We were warned the heat was stored in the deep oceans and would return with a vengeance. Now, 3500 Argo buoys and NASA can’t find it.
Repeatedly proved wrong, the voice of authority demands silence from rational doubters.
The Intergovernmental Panel on Climate Change, singing from the green song sheet, wants governments to turn their backs on coal, the cheapest, most efficient energy source on the planet. We are warned of tipping points and catastrophe but offered no scientific proof, just speculation.
Governments are falling meekly into line, with the Europeans boasting they will embrace an RET of 40 per cent by 2030. Sitting at 17 per cent, the EU is unlikely to meet even its 20 per cent target by 2020, let alone 80 per cent to 95 per cent by 2050.
If talk could reduce emissions, plants would be gasping. But rhetoric is different from reality. Some of Europe’s dirtiest coal-fired power stations are receiving subsidies to extend their lifespan. Germany is building 10 coal-fired plants to generate cheaper power. Whatever the dreamers say, economics will drive this debate, not climate theory.
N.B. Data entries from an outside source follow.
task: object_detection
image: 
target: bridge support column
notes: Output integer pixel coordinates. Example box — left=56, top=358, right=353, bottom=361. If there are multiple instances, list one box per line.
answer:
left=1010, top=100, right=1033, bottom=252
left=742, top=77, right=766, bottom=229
The recent IPCC Synthesis Report is primarily a political document designed to push governments into signing a tougher global emissions abatement agreement in Paris next year. In the bizarre world of climate change, the plan is to legally oblige countries to put forward their proposals and report on progress.
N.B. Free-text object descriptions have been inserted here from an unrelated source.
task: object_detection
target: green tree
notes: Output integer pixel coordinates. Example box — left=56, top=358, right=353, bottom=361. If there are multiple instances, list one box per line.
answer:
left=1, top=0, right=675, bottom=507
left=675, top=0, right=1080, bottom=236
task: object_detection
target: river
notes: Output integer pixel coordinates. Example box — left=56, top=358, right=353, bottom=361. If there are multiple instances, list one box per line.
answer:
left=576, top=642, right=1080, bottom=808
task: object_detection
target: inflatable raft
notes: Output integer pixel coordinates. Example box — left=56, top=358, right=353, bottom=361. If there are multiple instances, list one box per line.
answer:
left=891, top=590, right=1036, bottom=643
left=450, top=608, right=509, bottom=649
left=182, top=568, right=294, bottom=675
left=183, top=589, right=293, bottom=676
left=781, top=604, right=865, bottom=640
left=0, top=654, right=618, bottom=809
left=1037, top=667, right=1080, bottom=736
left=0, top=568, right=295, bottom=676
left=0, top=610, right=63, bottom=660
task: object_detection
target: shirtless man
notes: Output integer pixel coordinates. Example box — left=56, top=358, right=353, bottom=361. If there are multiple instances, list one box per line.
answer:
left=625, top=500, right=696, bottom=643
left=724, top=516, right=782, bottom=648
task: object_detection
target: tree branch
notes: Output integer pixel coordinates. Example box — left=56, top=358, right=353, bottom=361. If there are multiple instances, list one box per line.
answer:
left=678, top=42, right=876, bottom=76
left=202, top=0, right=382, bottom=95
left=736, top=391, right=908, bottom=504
However, no penalty will be imposed if countries miss targets or renege on commitments. It’s appearances that count.
In painting the bleakest picture they can, IPCC authors have projected CO2 levels reaching 1000 parts per million in 2100, largely through coal combustion, despite BP in its Energy Outlook 2035 stating, “Coal is expected to be the slowest growing major fuel, with demand rising 1.1 per cent a year by 2035”, because production costs rise as extraction goes deeper.
The IPCC case smacks of desperation. With improved energy efficiency and the growing use of nuclear power, the scenario it paints is highly improbable. Typically, it ignores the growing gap between climate models and observations. It overlooks the slowing of sea-level rises or that sea temperatures are within natural variability. It fails to mention that the extent of Antarctic sea ice is the highest since records began.
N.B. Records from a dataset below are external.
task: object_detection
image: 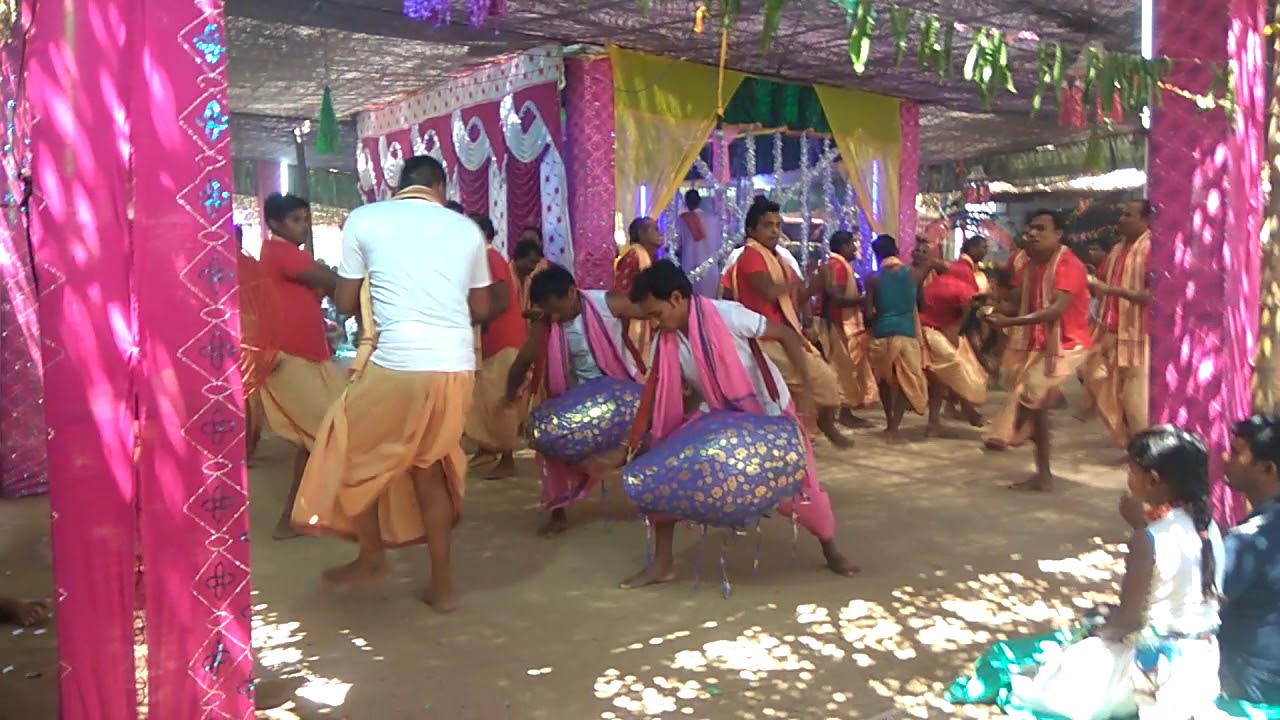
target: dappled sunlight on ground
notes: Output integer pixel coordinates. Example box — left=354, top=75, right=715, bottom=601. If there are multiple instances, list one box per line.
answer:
left=586, top=540, right=1123, bottom=719
left=2, top=389, right=1132, bottom=718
Nowhere are we told of glacier studies that confirm the Roman and Medieval Warm Periods were as warm as today. The pause is discounted, with the IPCC relying on a longer-term upward trend.
Inconvenient truths are not permitted in this alarmist report. The endorsement by UN Secretary-General Ban Ki-moon will make it harder for Australia to hold on to its comparative advantage of cheap coal, but our economic and business self-interest must come before international popularity, particularly given the case to do otherwise is so shaky.
While the debate over the RET and Direct Action shows all sides of politics remain hostage to the climate change cartel, an ABC radio poll asked: “Is the IPCC right that on current fossil use ‘projectories’, we are heading for a global warming of four or five degrees by century’s end?” The result? Of 3101 votes counted, 91 per cent voted no, only 9 per cent yes.
Enough said.
Maurice Newman chairs the Prime Minister’s Business Advisory Committee. These views are his own.